Testing & Validation

Shape validation: `agentos test`

The primary tool for validating that skill output matches declared shapes. Run it after any skill change.

agentos test hackernews                    # test all operations
agentos test amazon --op search_products   # test one operation

This loads skill.yaml and shapes/*.yaml from disk, executes each testable operation, and validates the output field-by-field against the shape. No running engine needed.

  hackernews
  ──────────
  list_posts (post[])
    ✓ 20 records returned (485ms)
    ✓ author — 20/20 valid
    ✓ datePublished — 20/20 valid
    ✓ name — 20/20 valid
    ✓ url — 20/20 valid
    ⚠ 3 extra fields not in shape: account, engagement, skill
  search_posts (post[]) — skipped (required params missing from test.params)

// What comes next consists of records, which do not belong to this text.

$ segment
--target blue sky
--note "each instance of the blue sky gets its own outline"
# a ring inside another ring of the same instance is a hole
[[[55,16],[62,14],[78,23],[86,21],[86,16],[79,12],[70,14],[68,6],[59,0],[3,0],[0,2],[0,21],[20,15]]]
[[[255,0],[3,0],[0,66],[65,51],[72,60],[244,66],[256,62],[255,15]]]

  4 operations · 1 tested · 3 skipped

Test configuration

Add a test: block to operations in skill.yaml to provide test params or skip dangerous operations:

operations:
  search_products:
    returns: product[]
    test:
      params:                    # input params for test execution
        query: "usb c cable"

  create_order:
    returns: order
    test:
      skip: true                 # has side effects — don't auto-run

Field	Type	Default	Purpose
`params`	object	`{}`	Params passed to the operation during test
`skip`	boolean	`false`	Skip this operation in automated test runs

When operations are skipped:

skip: true — explicitly opted out
Required params have no defaults and no test.params
returns is void or an inline schema (not a shape reference)
The shape referenced in returns doesn’t exist in the registry

When operations run:

Operations with no params run automatically
Operations with all-optional params (or params with defaults) run automatically
Operations with test.params covering required params run with those params

Direct MCP testing

For inspecting the full MCP response (including rendering, entity extraction, and metadata), use direct MCP calls:

Skill-level testing (community repo)

mcp:call and mcp:test automatically use the newest built agentos binary. Set AGENTOS_BINARY=/path/to/agentos if you need to force a specific one.

# JSON preview
npm run mcp:call -- \
  --skill exa --tool search \
  --params '{"query":"rust ownership","limit":1}' \
  --format json --detail preview

# JSON full
npm run mcp:call -- \
  --skill exa --tool search \
  --params '{"query":"rust ownership","limit":1}' \
  --format json --detail full

# Markdown full (raw MCP response)
npm run mcp:call -- \
  --skill exa --tool search \
  --params '{"query":"rust ownership","limit":1}' \
  --detail full --raw

Engine-level testing (core repo)

The core repo has a generic MCP test harness at ~/dev/agentos/scripts/mcp-test.mjs that speaks raw JSON-RPC to the engine binary:

cd ~/dev/agentos

# List all MCP tools (built-in + dynamic)
node scripts/mcp-test.mjs stdio "./target/release/agentos mcp"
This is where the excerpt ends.